Oh, Canadians!
A Tribute to Canadians Who Make A Difference

Wednesday, September 15, 2010

50-year cancer study launched in Alberta

Alberta researchers are taking part in a national long-term study aimed at answering the troubling question of how people develop cancer. Researchers with the Tomorrow Project will track the health of volunteers over the next 50 years to see what kind of factors lead to the disease. Researchers are looking for 50,000 Alberta volunteers by March 2012 who are between the ages of 35 and 69, and who have never been diagnosed with cancer. Researchers are seeking 300,000 people across the country.

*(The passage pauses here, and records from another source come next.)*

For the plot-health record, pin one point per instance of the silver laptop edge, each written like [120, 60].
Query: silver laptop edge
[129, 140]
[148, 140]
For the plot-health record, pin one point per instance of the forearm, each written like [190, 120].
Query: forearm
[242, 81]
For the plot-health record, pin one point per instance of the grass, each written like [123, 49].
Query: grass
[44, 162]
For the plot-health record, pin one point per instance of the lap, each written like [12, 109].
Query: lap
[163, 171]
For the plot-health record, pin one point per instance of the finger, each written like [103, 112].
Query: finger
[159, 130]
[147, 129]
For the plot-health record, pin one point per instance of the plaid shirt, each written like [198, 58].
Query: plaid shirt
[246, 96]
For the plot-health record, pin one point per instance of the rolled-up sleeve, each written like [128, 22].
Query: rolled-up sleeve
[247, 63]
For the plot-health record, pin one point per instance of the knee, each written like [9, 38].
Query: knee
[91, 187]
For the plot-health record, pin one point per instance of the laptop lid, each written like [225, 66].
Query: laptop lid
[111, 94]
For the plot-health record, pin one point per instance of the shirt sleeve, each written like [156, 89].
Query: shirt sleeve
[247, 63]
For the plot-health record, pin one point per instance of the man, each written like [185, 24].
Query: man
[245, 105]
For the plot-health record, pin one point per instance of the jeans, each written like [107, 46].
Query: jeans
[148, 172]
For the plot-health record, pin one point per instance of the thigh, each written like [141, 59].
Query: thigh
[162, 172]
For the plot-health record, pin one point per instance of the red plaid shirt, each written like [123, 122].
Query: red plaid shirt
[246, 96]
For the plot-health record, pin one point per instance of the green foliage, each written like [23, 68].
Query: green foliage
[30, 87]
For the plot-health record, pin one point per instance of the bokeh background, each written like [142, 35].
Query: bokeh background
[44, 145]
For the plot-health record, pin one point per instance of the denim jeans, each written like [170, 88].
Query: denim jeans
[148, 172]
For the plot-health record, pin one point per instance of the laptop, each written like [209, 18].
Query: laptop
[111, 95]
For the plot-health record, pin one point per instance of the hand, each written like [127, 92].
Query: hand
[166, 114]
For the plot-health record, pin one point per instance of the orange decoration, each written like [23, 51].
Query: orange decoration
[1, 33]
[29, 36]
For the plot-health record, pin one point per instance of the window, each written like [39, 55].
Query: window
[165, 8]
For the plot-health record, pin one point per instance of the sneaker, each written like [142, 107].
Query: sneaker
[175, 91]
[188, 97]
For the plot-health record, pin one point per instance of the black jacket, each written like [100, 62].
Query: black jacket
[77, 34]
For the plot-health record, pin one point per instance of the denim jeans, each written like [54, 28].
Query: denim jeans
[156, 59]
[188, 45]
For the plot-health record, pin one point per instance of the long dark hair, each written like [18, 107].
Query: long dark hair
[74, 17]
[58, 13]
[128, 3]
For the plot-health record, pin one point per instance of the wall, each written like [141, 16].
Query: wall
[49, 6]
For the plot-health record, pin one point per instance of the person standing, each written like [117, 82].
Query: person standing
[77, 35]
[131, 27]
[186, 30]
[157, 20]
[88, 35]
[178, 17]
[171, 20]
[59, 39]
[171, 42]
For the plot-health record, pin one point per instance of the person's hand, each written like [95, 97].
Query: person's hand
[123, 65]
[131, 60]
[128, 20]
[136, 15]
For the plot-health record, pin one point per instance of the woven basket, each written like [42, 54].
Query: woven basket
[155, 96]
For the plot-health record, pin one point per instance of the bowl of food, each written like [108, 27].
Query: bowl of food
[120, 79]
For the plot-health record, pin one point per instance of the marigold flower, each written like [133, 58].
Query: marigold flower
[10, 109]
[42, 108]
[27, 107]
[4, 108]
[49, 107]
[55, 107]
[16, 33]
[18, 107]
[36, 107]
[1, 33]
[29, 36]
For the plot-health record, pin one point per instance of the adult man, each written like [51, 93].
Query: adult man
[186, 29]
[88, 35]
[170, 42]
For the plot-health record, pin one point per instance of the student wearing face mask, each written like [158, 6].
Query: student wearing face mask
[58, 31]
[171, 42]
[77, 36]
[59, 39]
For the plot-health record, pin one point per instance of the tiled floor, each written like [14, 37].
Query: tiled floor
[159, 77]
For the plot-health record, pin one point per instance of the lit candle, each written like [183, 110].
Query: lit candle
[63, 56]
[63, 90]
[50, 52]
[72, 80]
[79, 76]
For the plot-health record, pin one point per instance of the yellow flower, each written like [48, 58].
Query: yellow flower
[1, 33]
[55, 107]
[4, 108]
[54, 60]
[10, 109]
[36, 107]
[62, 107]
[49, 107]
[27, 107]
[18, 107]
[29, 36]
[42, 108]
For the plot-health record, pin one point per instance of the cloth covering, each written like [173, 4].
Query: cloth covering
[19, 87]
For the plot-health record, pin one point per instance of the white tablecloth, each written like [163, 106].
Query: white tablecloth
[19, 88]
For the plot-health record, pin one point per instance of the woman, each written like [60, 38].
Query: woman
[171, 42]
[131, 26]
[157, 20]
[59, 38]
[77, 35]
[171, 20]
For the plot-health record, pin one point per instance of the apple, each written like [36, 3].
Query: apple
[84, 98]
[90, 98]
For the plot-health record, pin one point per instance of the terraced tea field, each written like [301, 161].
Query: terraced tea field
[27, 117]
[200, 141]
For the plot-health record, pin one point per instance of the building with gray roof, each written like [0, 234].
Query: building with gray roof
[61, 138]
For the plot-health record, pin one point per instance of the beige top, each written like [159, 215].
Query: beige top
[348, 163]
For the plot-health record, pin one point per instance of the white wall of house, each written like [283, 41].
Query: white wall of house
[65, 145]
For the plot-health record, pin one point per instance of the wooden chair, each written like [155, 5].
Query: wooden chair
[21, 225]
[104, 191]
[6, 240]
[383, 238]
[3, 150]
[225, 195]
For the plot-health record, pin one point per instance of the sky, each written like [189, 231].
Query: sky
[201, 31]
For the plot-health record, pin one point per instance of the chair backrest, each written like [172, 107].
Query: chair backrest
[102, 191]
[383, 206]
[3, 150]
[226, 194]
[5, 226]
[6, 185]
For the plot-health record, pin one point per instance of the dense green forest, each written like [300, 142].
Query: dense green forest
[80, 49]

The study is one of the largest and longest that has ever been undertaken in both Alberta and Canada, the province said.So far, 8,000 Albertans have signed up, said Dr. Elizabeth McGregor, a Calgary-based epidemiologist in population health research and one of the co-investigators in the study."No single researcher could build a study this large with this complexity of data and richness of data and follow it over so many years," McGregor said at Friday's launch at the Cross Cancer Institute in Edmonton.
This year, 6,200 Albertans will die from cancer and 15,900 new cases will be reported, the province says.

Volunteers will fill out a survey about their lifestyle — things such as eating habits and occupation — and give researchers samples and measurements.

From there, researchers will track the health of those people for the next five decades through medical records and followup surveys. Results will be reported as they are found, McGregor said. In most cancer studies, researchers find people already with the disease and ask them to think back, sometimes decades, to how they lived before getting sick. Researchers hope this new approach will give them a more accurate picture of what causes cancer."What we are trying to do is understand what causes cancer," Stephen Duckett, president and CEO of Alberta Health Services said. "If we understand what causes cancer we have a better chance at preventing it."